How is that for a Christian answer? Aren’t we supposed to share things with others? Try to buy some fuel at midnight!
That was another mystery for me. For a long time I really did not know what to think of that rather snotty reply. Now I think there comes a time that we have to shrug our shoulders and go our own way. “There is a time for everything, a time to be born and a time to die,” says Ecclesiastes, “a time to share and a time to refrain from sharing.” The parable suggests that a day will come when it will be too late to reform society. I think we have reached a point in world development where it is too late to turn the ecological balance in the world, too late to reform the ecclesiastical situation, too late to revamp the economic structures, too late to change the political system. Now matters everywhere have their own inevitable momentum, leading to total chaos and anarchy and to Jesus’ return.
It’s on that note that the parable ends. “While they went to buy, the Bridegroom came, and those who had the extra oil went with him into the marriage feast and the door was shut. Their debt was paid. When the others came, knocked and said, ‘Lord, open up.’ But he said, ‘Sorry, I don’t know you, your debt is not paid.” Suddenly there is a parting of ways, due to debt.
Isn’t that a strange reply? The Lord doesn’t say, “I have never called you, or I have never loved you.” No, he says, “Listen, you have never bothered to get to know me. You never really took the time to seriously find out what I really stand for. You ignored my signature on creation, turning your pious pronouncement of “hallowed be thy name” into a blasphemy. You forgot that to be my follower is to love creation for whose redemption I died. That’s why I now reject you. You followed the commonly accepted, pragmatic way. Sorry, I now don’t know you.”
It’s difficult to learn about God’s Kingdom/Creation. In this age of instant solutions, instant heating and cooling, we expect instant salvation and an instant Jesus. Life doesn’t work that way: a marriage, a faith, a friendship, one’s life in Christ takes a long time maturing. Jesus has come late to give us more opportunity to see what is good and what is bad in this world, so that we can avoid errors later.
In this late hour of our present civilization, the remaining time is of the utmost essence. How do I utilize this last hour before entering the wedding hall?
There is a curious word in the last verse of Matthew 5. The Greek word there is teleios, which is translated as ‘perfect: “Be perfect as my Father is perfect.” Of course, we can’t be perfect. But we can be ‘teleios’, of which a better translation is ‘all inclusive’, ‘holistic’, having the ‘telos’ (the Greek word for End) in mind. In everything we do we must contemplate its final destination: will it pollute and so help Satan who wants to destroy creation, or will it help the coming of the Kingdom, the New Creation.’
The parable shows that the End times are different for Christians, requiring a different view on life. We must – the church must- explore ways to understand the creation-killing life style we are engaged in - and which leads to death for all - and try alternatives, so that we can prepare ourselves for Life Eternal.

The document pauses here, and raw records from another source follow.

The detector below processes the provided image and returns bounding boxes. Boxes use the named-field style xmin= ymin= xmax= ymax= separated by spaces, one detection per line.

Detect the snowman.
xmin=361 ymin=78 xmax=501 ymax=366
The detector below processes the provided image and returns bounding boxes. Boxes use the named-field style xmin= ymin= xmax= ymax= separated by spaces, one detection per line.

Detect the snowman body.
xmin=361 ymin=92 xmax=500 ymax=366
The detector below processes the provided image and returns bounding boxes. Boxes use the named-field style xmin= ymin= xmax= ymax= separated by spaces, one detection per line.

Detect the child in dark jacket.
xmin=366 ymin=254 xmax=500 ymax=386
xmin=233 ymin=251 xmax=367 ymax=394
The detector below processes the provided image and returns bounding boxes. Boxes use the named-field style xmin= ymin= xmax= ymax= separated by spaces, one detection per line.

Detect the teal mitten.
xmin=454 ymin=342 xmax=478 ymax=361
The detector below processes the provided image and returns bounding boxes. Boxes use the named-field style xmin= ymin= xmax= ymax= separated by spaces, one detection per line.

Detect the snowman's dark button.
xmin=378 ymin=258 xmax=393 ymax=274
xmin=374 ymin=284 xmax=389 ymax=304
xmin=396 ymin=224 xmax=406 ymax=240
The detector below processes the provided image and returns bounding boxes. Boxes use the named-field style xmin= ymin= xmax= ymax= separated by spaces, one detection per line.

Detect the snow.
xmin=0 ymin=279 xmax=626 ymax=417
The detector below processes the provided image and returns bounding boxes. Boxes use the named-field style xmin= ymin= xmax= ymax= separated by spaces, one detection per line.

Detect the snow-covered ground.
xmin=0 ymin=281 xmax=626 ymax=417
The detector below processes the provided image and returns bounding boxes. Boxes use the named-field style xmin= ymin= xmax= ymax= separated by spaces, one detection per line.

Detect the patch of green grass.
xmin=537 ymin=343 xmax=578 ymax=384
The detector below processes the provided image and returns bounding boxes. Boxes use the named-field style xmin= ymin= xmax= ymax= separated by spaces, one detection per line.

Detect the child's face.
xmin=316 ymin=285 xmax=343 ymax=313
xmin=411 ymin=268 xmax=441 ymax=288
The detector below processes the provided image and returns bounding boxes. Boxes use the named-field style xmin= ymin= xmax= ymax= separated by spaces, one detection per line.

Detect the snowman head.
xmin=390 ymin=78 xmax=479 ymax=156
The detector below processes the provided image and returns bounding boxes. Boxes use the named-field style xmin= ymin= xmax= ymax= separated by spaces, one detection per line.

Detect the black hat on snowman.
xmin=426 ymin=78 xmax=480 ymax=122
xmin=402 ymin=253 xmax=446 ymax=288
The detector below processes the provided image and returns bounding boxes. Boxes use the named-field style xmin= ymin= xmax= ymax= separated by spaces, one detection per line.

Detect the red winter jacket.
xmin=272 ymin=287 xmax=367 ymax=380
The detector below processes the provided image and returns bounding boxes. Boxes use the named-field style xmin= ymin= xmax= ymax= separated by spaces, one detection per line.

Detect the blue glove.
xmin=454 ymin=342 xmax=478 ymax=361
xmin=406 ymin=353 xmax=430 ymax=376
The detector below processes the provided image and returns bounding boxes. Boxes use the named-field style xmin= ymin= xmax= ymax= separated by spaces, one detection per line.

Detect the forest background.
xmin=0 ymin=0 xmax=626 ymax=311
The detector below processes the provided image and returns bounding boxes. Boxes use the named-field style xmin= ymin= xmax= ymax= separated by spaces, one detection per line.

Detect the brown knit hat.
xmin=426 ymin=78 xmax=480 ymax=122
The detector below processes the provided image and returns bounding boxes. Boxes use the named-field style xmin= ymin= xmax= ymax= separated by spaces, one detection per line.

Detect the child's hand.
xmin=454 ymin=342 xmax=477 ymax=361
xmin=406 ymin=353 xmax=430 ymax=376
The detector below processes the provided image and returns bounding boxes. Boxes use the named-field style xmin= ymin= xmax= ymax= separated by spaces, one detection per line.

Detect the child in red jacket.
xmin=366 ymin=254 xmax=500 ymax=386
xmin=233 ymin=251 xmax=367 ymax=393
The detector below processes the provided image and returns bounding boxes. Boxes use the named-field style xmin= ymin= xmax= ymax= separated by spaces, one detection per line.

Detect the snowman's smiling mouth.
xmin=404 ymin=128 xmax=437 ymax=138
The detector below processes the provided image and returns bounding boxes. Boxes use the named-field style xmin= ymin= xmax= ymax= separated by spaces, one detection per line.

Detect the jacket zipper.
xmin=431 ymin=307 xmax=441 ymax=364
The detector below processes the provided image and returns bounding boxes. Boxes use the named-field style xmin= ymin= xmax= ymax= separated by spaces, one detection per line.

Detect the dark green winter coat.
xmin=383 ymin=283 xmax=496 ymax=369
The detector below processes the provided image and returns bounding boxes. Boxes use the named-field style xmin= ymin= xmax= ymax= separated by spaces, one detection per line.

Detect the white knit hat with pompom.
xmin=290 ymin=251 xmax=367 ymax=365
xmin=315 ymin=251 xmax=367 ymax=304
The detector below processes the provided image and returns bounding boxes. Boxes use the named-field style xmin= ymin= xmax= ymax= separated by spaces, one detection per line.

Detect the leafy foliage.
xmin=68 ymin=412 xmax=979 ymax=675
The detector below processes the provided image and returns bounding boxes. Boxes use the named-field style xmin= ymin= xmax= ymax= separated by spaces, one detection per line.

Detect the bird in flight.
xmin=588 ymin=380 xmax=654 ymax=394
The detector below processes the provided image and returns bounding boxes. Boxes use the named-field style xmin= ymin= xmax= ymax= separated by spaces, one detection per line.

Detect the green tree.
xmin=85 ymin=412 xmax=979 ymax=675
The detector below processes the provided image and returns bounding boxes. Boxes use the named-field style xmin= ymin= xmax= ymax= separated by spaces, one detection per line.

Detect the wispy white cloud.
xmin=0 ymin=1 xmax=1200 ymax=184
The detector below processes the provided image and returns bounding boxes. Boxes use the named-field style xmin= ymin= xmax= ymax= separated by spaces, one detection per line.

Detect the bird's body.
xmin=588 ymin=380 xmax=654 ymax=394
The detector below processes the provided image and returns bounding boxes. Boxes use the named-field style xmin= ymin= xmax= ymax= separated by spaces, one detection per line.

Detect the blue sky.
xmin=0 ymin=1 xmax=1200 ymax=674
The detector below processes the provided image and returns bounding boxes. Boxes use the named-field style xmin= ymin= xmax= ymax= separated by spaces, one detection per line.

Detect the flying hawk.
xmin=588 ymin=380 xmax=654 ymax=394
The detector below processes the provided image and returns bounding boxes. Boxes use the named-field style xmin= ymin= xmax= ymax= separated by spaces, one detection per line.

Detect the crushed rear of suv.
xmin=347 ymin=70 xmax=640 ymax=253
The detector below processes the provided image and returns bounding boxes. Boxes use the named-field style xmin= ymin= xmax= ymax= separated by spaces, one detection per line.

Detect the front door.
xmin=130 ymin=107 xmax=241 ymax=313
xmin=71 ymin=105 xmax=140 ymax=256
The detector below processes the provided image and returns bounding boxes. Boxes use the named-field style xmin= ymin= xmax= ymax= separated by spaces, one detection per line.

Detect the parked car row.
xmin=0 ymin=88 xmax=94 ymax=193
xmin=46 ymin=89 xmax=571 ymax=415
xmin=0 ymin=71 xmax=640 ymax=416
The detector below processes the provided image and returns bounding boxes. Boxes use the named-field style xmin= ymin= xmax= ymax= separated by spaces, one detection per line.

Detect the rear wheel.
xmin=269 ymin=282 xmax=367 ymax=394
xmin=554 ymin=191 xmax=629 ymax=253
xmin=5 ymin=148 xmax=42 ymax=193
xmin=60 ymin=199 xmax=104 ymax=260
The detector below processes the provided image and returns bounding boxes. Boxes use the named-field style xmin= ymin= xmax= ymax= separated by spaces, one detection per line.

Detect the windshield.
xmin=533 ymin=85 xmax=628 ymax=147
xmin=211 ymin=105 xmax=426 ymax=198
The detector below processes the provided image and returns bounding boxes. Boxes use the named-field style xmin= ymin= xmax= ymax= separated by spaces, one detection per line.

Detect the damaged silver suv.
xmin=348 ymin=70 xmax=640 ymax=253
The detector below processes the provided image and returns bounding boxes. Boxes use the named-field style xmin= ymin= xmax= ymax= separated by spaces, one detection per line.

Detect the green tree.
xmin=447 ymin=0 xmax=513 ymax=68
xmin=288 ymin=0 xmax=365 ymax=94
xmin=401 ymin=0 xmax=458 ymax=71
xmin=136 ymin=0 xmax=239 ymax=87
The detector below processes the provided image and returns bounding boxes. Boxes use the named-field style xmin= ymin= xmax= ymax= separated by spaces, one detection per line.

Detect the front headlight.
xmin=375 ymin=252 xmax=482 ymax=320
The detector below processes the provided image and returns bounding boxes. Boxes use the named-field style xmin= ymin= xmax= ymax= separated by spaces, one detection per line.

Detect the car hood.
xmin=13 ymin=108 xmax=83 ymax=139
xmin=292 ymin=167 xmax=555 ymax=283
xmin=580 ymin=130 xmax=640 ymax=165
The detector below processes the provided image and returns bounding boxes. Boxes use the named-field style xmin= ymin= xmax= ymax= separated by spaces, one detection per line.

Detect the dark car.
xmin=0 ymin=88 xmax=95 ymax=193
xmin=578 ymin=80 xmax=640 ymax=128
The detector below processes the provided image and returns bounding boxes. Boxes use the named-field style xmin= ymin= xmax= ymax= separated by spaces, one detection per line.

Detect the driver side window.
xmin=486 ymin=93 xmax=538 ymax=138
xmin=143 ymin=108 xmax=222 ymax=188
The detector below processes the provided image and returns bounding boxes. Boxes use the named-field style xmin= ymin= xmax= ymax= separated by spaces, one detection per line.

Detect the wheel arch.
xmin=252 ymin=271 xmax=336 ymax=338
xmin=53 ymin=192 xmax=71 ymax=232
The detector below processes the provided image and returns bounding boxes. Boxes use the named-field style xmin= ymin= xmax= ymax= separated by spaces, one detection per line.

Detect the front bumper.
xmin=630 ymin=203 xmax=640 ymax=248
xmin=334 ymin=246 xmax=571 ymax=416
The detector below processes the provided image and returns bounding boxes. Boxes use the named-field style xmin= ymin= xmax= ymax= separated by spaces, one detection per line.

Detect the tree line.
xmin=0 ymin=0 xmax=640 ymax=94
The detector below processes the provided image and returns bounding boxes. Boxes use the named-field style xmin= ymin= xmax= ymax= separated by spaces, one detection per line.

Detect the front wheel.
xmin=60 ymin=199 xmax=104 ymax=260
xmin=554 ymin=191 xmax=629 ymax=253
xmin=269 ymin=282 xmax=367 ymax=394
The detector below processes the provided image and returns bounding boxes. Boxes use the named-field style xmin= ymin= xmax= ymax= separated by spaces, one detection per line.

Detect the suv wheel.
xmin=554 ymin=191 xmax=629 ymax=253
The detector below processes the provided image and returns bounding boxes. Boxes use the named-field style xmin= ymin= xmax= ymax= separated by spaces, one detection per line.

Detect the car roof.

Perhaps, given the urban world we live in, all we can do is to constantly make an effort to understand what we are doing and have done to God’s earth, try to make amends, and pray for forgiveness where we fail, knowing that Jesus paid the debt and made us free.
“At that time.” We don’t know the day and the hour. But we can read the signs of the times: they are very clear to those who have their eyes open to the happenings out there. The Lord uses such phrases as ‘I come like a thief in the night.’ Revelation too shows the suddenness of the event with civilizations fully engaged in trading and manufacturing.
Be prepared. There will be a time of reckoning when debt does us part, when the wise and the foolish go separate ways.